In February of 2007, my lady friend and I had tickets to see the Remparts play the Olympiques at the Colisée in Quebec. We pulled into the Expo-Cité grounds in our car, and were directed by the attendant to park in front of a large red brick building a short distance from the rink. It being February and Quebec City, we didn't linger, but instead rushed across the windswept parking lot towards the beckoning warmth of the Colisée.
Some months later, I found out that the red brick building we parked outside was the Pavillon de la Jeunesse, and unbeknownst to me at the time, it was a former QMJHL building.
Merde.
Quebec City being as far from my home as it is, I didn't get back to the Expo-Cité grounds for eleven and a half years, but in the fall of 2018, I stopped in to check out the Pavillon de la Jeunesse. It is located directly adjacent to the new Videotron Centre on the Expo-Cité grounds, and in fact it is possible to take one photo that has three current and former homes of the Remparts in one frame (including the Colisée). The Pavillon is a small red brick building with a new illuminated sign in the gable. The roof has also been cantilevered, and a large steel superstructure towers over the building holding it up (and presumably allowing the elimination of support columns on the building's interior).
We tried nine or ten different doors before finding one that was open. The Pavillon's extensive renovations continue inside, with wide, modern concourses. It is only once out in the seating bowl that any signs of the building's true age appear. There are a few support columns still existing in one end, and the seats, all modern grey ones, rise gradually away from the ice surface. The strangest thing about the Pavillon is something I've never seen before - the building, at least in 2018, had Olympic sized-ice, but the hockey markings were painted for a 200 X 85 surface, and in fact the boards were configured in an NHL regulation shape. The extra ice just... sat there. It would be easily accessible for anyone willing to hop a railing, and the front row of seats on one entire side of the ice is an extra fifteen feet from the boards because of it.
As is documented on this very website, the Colisée de Quebec is the spiritual home of the Remparts, and was their home for most of their history. But the reborn Remparts, in the mid-1990's, elected to play at the weirdly laid out PEPS on the Université Laval campus, instead of going to a 5,000 seat arena right near downtown that appears to be perfectly laid out for junior hockey.
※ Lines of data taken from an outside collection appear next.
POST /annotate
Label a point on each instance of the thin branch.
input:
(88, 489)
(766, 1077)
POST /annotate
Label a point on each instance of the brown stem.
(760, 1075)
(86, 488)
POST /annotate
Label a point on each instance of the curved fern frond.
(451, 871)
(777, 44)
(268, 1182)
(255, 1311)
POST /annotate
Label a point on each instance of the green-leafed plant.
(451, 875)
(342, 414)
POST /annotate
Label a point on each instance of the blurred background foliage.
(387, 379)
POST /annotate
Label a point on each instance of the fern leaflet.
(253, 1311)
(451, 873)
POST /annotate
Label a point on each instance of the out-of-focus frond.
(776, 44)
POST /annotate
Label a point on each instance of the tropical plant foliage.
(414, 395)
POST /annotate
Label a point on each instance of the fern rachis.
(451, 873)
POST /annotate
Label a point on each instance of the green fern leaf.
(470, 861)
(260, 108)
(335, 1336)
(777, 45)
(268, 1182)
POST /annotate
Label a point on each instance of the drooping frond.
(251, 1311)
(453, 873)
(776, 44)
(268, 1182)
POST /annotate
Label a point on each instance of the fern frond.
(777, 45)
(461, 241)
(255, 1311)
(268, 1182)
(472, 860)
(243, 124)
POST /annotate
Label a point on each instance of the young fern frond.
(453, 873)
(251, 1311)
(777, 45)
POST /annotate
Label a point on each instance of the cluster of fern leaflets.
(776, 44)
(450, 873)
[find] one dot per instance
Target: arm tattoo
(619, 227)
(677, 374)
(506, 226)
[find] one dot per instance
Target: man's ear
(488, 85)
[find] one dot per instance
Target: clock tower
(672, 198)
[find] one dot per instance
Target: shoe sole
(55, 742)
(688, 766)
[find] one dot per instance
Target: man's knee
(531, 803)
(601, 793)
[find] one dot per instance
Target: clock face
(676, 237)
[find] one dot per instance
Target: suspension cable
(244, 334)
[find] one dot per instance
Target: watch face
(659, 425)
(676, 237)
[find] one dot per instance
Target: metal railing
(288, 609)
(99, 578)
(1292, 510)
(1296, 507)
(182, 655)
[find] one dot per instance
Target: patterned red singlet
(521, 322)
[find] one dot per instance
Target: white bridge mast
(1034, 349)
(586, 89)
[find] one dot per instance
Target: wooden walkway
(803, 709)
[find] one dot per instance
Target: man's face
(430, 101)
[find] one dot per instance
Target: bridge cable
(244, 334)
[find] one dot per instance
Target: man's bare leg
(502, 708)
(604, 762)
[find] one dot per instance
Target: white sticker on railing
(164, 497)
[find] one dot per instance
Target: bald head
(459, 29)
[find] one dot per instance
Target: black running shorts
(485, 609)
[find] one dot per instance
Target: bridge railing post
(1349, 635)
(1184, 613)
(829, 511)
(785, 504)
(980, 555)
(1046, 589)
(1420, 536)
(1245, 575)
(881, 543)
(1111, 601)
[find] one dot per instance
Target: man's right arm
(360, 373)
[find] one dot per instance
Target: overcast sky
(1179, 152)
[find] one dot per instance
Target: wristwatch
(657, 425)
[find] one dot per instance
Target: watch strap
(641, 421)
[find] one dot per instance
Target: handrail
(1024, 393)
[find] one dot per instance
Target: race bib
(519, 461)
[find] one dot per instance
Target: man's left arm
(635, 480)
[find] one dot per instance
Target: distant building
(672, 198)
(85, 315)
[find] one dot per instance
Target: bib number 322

Yes, the Remparts now draw well enough to play at an NHL-sized arena, but it still makes little sense to me that the Pavillon de la Jeunesse has been so little used by the QMJHL throughout its history.
The Pavillon de la Jeunesse is Quebec City's historic "second arena"; the one that you played when you weren't a big enough draw to sell out the Colisée next door. In the mid-1980's, when the NHL had arrived in the capital region and the original Remparts were drawing something less than flies, they chose to play several of their home games during mid-week and such at the 5,000-seat Pavillon instead of the 15,000-seat Colisée. In the end it didn't particularly help, as the original Remparts folded in 1985. The current incarnation of the Remparts have played pre-season games at the Pavillon, but to my knowledge they have never played a regular season game there.
The Pavillon today is home to the Quebec Radio X of the ubiquitous LNAH, as well as the ABA's Quebec Kebekwa.